Pha Khamchan Virachitta Maha Thela (1920-2007)

Theravada monk and abbot, collector of Buddhist photographs of Laos

Portrait of Pha Khamchan by Hans Georg Berger_1996Portrait of Pha Khamchan by Hans Georg Berger 1996

From the 7th-9th July, Buddhist monks and laypeople of Luang Prabang in Northern Laos commemorate Pha Khamchan Virachitta Maha Thela, a highly venerated abbot who passed away seven years ago, and who has been the key figure in a research project of the British Library's Endangered Archives Programme in Luang Prabang, Laos.

Pha Khamchan collected Buddhist Photographs of Laos for over 70 years and saved them during difficult times. In 2006, he agreed to a project of digitisation that now makes a unique body of Lao Buddhist photographs available for research, both inside and outside  Laos. With photographer Hans Georg Berger, he created the Buddhist Archive of Photography in Luang Prabang that now holds more than 35.000 historic photographs and related documents.

Pha Khamchan and his monastic community in 1996

Pha Khamchan and his monastic community in 1996

The digitised photographs are available through the EAP website and at the National Library of Laos. The originals are kept in Luang Prabang.
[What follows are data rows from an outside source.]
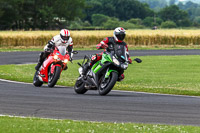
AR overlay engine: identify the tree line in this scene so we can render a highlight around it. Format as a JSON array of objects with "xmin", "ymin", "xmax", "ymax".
[{"xmin": 0, "ymin": 0, "xmax": 200, "ymax": 30}]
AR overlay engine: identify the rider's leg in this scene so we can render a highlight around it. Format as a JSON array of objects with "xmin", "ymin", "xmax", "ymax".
[
  {"xmin": 35, "ymin": 51, "xmax": 50, "ymax": 71},
  {"xmin": 83, "ymin": 53, "xmax": 102, "ymax": 75},
  {"xmin": 117, "ymin": 70, "xmax": 125, "ymax": 82}
]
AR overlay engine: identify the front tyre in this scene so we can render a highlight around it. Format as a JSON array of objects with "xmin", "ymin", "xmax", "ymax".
[
  {"xmin": 74, "ymin": 77, "xmax": 88, "ymax": 94},
  {"xmin": 98, "ymin": 72, "xmax": 118, "ymax": 96},
  {"xmin": 33, "ymin": 71, "xmax": 43, "ymax": 87},
  {"xmin": 48, "ymin": 66, "xmax": 61, "ymax": 87}
]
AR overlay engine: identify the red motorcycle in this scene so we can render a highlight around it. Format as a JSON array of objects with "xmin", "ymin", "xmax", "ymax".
[{"xmin": 33, "ymin": 46, "xmax": 78, "ymax": 87}]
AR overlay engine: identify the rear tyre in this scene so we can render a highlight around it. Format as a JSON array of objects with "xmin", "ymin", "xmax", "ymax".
[
  {"xmin": 48, "ymin": 66, "xmax": 61, "ymax": 87},
  {"xmin": 33, "ymin": 71, "xmax": 43, "ymax": 87},
  {"xmin": 74, "ymin": 77, "xmax": 88, "ymax": 94},
  {"xmin": 98, "ymin": 72, "xmax": 118, "ymax": 96}
]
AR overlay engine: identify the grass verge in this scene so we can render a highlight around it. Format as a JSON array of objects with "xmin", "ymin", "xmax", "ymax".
[
  {"xmin": 0, "ymin": 116, "xmax": 200, "ymax": 133},
  {"xmin": 0, "ymin": 45, "xmax": 200, "ymax": 52},
  {"xmin": 0, "ymin": 55, "xmax": 200, "ymax": 96}
]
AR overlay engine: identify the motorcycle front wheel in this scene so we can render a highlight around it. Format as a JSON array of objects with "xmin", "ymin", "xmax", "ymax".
[
  {"xmin": 74, "ymin": 77, "xmax": 88, "ymax": 94},
  {"xmin": 98, "ymin": 72, "xmax": 118, "ymax": 96},
  {"xmin": 33, "ymin": 71, "xmax": 43, "ymax": 87},
  {"xmin": 48, "ymin": 66, "xmax": 61, "ymax": 87}
]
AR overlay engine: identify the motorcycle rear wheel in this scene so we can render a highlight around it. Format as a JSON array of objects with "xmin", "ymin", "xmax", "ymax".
[
  {"xmin": 48, "ymin": 66, "xmax": 61, "ymax": 87},
  {"xmin": 74, "ymin": 77, "xmax": 88, "ymax": 94},
  {"xmin": 33, "ymin": 71, "xmax": 43, "ymax": 87},
  {"xmin": 98, "ymin": 72, "xmax": 118, "ymax": 96}
]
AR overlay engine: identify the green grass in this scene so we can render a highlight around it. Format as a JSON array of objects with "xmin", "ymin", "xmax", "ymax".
[
  {"xmin": 0, "ymin": 45, "xmax": 200, "ymax": 52},
  {"xmin": 0, "ymin": 116, "xmax": 200, "ymax": 133},
  {"xmin": 0, "ymin": 55, "xmax": 200, "ymax": 96}
]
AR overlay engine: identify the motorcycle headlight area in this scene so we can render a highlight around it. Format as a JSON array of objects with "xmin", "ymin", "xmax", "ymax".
[
  {"xmin": 121, "ymin": 63, "xmax": 128, "ymax": 70},
  {"xmin": 53, "ymin": 55, "xmax": 59, "ymax": 60},
  {"xmin": 113, "ymin": 57, "xmax": 120, "ymax": 65},
  {"xmin": 78, "ymin": 67, "xmax": 83, "ymax": 75},
  {"xmin": 63, "ymin": 59, "xmax": 68, "ymax": 64},
  {"xmin": 53, "ymin": 55, "xmax": 61, "ymax": 60}
]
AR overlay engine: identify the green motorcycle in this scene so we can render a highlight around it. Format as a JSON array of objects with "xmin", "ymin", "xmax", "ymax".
[{"xmin": 74, "ymin": 47, "xmax": 142, "ymax": 95}]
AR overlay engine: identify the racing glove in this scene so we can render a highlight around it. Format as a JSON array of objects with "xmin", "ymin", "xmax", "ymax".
[{"xmin": 128, "ymin": 58, "xmax": 132, "ymax": 64}]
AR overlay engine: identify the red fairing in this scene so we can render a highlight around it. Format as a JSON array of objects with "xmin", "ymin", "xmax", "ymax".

Buddhist ceremonies take place at Vat Saen Sukharam, a historic monastery of the World Heritage Town of Luang Prabang. Led by Pha One Keo Kittibhaddo, these ceremonies are organised by Pha Khamchan's disciple, Pha Buavan Punnasaro.

Buddhist celebration_Luang PrabangCommemoration of Pha Khamchan at the Buddhist Archive of Photography in 2010.

The people of Luang Prabang honour a monk whose conduct and spiritual teaching has been exemplary, as was his profound knowledge of the ancient Lao culture and of its unique traditions and festivals which form the Lao identity.

 

Do have a look at the fascinating film A  Theravada Vision that shows Hans Berger and the monks preserving the photographic archive.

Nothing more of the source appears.